Of course , There are many more you want to add , Such as data enhancement 、 Super parameter adjustment 、 Monitor training 、 Transfer learning and so on . These functions are fastai In the library , It was developed using the same design methodology shown in this tutorial , It provides convenience for practitioners who want to further develop the model .
We promise at the beginning , It will be explained by examples torch.nn
、'torch.optim'、'Dataset'、'DataLoader'. So let's summarize the above :
torch.nn
Module
: Create a callable object similar to a function , But it can also include some states ( Such as the weight of neural network layer ).
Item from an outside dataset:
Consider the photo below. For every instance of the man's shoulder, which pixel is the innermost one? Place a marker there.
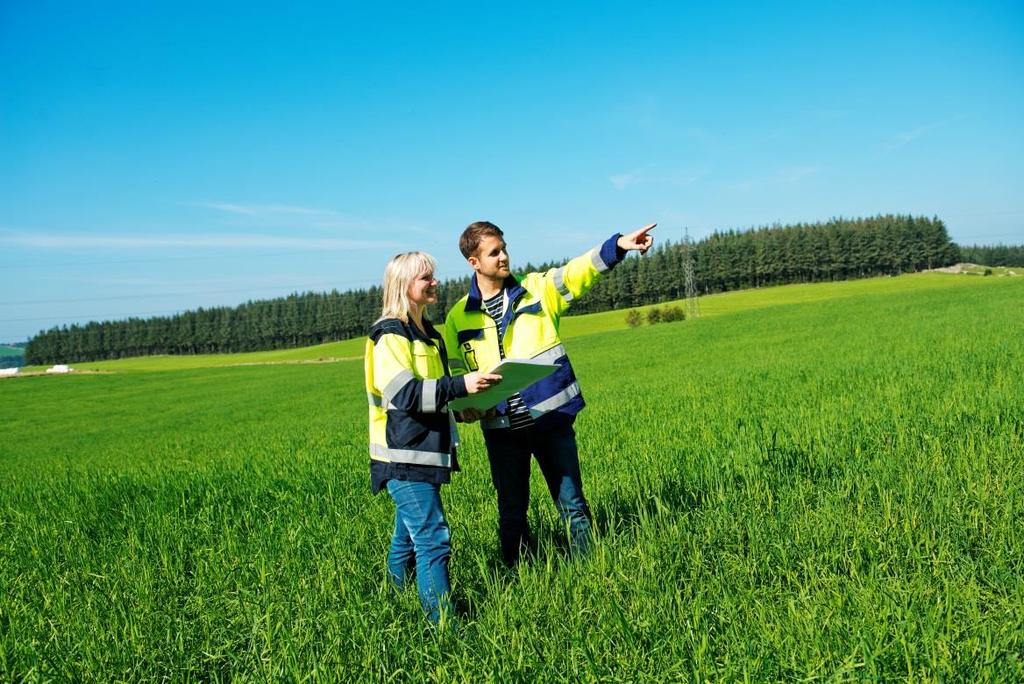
(457, 311)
It knows what it containsParameter
(s), And can reduce their gradient to 0, Loop through them for weight updates, etc .Parameter
:a wrapper for a tensor. It tellsModule
The weight that needs to be updated during back propagation . Only with requires_grad Attribute tensor Will be updated .functional
: An activation function 、 Loss function and other modules ( Usually imported asF
), It also includes non-stateful Version layer , For example, convolution layer and linear layer .
torch.optim
: Include optimizer , for exampleSGD
etc. , In back propagation step In the updateParamter
The weight of .Dataset
: One has__len__
and__getitem__
The abstract interface of the object , Include Pytorch Class provided , Such asTensorDataset
.DataLoader
: Receive anyDataset
, And create an iterator , The iterator returns batches.